Bayern will seinen Pestizid-Einsatz bis 2028 halbieren – das hat der Landtag in Folge des Volksbegehrens zur Artenvielfalt 2019 beschlossen. Den neuesten verfügbaren Daten (externer Link) zufolge ist zumindest die akute Gefährdung von Bienen inzwischen um ungefähr die Hälfte gesunken, weil die eingesetzten Mittel weniger schädlich für die Insekten sind. Aber die ausgebrachte Menge an Pflanzenschutzmitteln ist erst um knapp 20 Prozent gesunken.
Zwischenbilanz: Spritzmittel reduziert, Geld gespart
Stephan Fuchs ist einer der zehn Landwirte, die beim Praxisversuch der Bayerischen Landesanstalt für Landwirtschaft mitmachen. Er hat einen Ackerbaubetrieb in Gützingen im Landkreis Würzburg und baut vor allem Weizen, Braugerste und Zuckerrüben an.
Seine Bilanz nach dem ersten Jahr des Praxisversuchs, in dem er versucht hat, Fungizide in der Sommergerste einzusparen: „Es hat sich für uns gerechnet, tatsächlich gerechnet.“ Er macht bei dem Projekt mit, weil er davon ausgeht, dass die Landwirte über kurz oder lang ihren Pflanzenschutzmitteleinsatz reduzieren müssen. Und so könne er sich schon mal damit auseinandersetzen.
Erstes Jahr war vielversprechend
Auch bei den anderen Betrieben waren die Ergebnisse nach dem ersten Jahr (externer Link) vielversprechend. Die zehn Landwirte haben den Pflanzenschutzmitteleinsatz in etwa halbiert, ohne wirtschaftliche Nachteile und ohne Einbußen bei der Qualität. Christoph Bartram von der Landesanstalt betreut das Projekt, das im Mai 2025 gestartet ist. Seine erste Zwischenbilanz: „Der Projektstart war gut.“ In den nächsten Jahren werde sich zeigen, ob diese Einsparungen auf Dauer möglich sind.
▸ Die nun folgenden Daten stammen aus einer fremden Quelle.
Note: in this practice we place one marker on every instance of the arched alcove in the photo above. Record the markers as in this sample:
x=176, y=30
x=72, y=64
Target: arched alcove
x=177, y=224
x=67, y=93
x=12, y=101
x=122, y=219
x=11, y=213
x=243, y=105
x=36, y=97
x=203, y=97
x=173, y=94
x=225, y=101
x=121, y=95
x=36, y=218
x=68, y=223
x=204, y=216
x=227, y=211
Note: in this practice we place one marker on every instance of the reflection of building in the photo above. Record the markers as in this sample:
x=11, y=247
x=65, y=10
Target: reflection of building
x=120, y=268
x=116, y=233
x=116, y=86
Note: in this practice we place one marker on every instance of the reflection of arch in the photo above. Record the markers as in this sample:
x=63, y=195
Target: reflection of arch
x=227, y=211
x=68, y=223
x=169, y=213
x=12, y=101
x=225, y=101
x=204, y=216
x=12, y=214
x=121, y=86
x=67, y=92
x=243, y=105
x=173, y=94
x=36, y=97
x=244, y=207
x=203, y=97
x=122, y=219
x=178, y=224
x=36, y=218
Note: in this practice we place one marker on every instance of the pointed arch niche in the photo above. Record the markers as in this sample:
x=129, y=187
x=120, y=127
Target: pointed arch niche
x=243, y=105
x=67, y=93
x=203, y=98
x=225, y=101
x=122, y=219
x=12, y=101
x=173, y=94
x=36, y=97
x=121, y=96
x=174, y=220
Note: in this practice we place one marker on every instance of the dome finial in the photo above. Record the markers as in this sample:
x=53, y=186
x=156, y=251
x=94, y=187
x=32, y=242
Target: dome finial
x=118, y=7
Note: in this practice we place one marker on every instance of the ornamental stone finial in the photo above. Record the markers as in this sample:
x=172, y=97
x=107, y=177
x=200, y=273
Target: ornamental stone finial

Neue Technik spart Pflanzenschutzmittel
Um Pflanzenschutzmittel einsparen zu können, hat Stephan Fuchs in den vergangenen Jahren einiges investiert. Er hat eine Feldspritze mit doppelt so vielen Düsen wie normal, das verringert die Abdrift. Sogenannte digitale Applikationskarten ermöglichen, dass er an Stellen, wo das Getreide schlechter wächst, weniger Halmverkürzer und weniger Mittel gegen Pilzkrankheiten ausbringt, weil da weniger ausreicht.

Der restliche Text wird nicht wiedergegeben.